Following the suggestion that the best way to cure a cough is with honey not antibiotics, bees entered the conversation.
In the clamour to flock to valorise bees and the honey that they produce, we were urged to pay attention to the ways in which we continue to esteem certain creatures at the expense of others. Bees are farmed industrially using antibiotics and we must endeavour to protect all pollinators not just those for which we feel an affinity.
Similarly, we cannot lurch from one ingestible saviour to another. No amount of honey turmeric lattes will save us, but we can learn to pay attention the qualities of the food we eat and the environment we cultivate.
This led us to questions of community, who is included and excluded from our communities? How does inequality manifest in the ways we craft solutions to problems like AMR? How can we better listen to those we want to help? Whose knowledge counts?

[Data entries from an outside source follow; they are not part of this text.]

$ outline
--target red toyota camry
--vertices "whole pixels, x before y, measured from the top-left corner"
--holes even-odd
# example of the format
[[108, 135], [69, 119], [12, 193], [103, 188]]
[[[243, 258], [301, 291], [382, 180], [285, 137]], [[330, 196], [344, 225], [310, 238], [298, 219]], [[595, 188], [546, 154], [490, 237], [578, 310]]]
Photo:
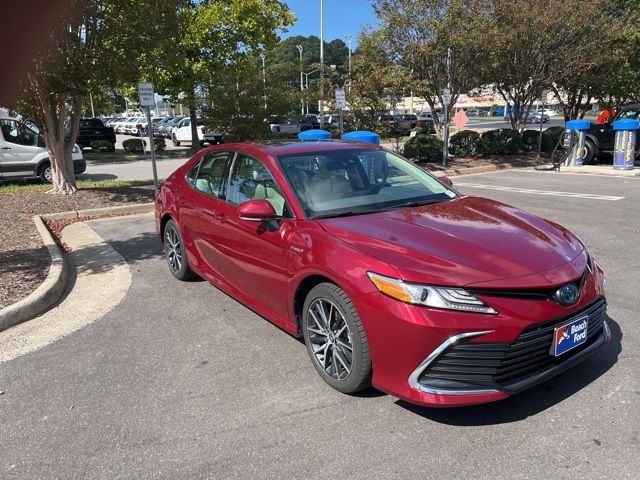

Turning to our inner world, our conversation traversed questions of productivity and the immune system. We asked what it would look like to privilege the productivity of our bodies in fighting infection over that of the demands of the workplace. In other words, allowing the body time to heal itself over the need to make it in for 8am Monday meeting. Is capitalism itself a barrier to solving the antibiotic crisis?
Although the workshop itself was confined to one afternoon, the sites of experimentation (the bioluminescent bacteria on agar) required time to yield their results. Participants were invited back to the lab the following day to observe their work (pictured above).
To further the reach of the workshop, BEYOND RESISTANCE and ASCUS Lab invited the cast and audience of the sell-out musical about AMR, The Mould that Changed the World to see the petri dishes for themselves. As such, we were able to extend the reach of the lab further and work in tandem with other Edinburgh communities to tackle AMR.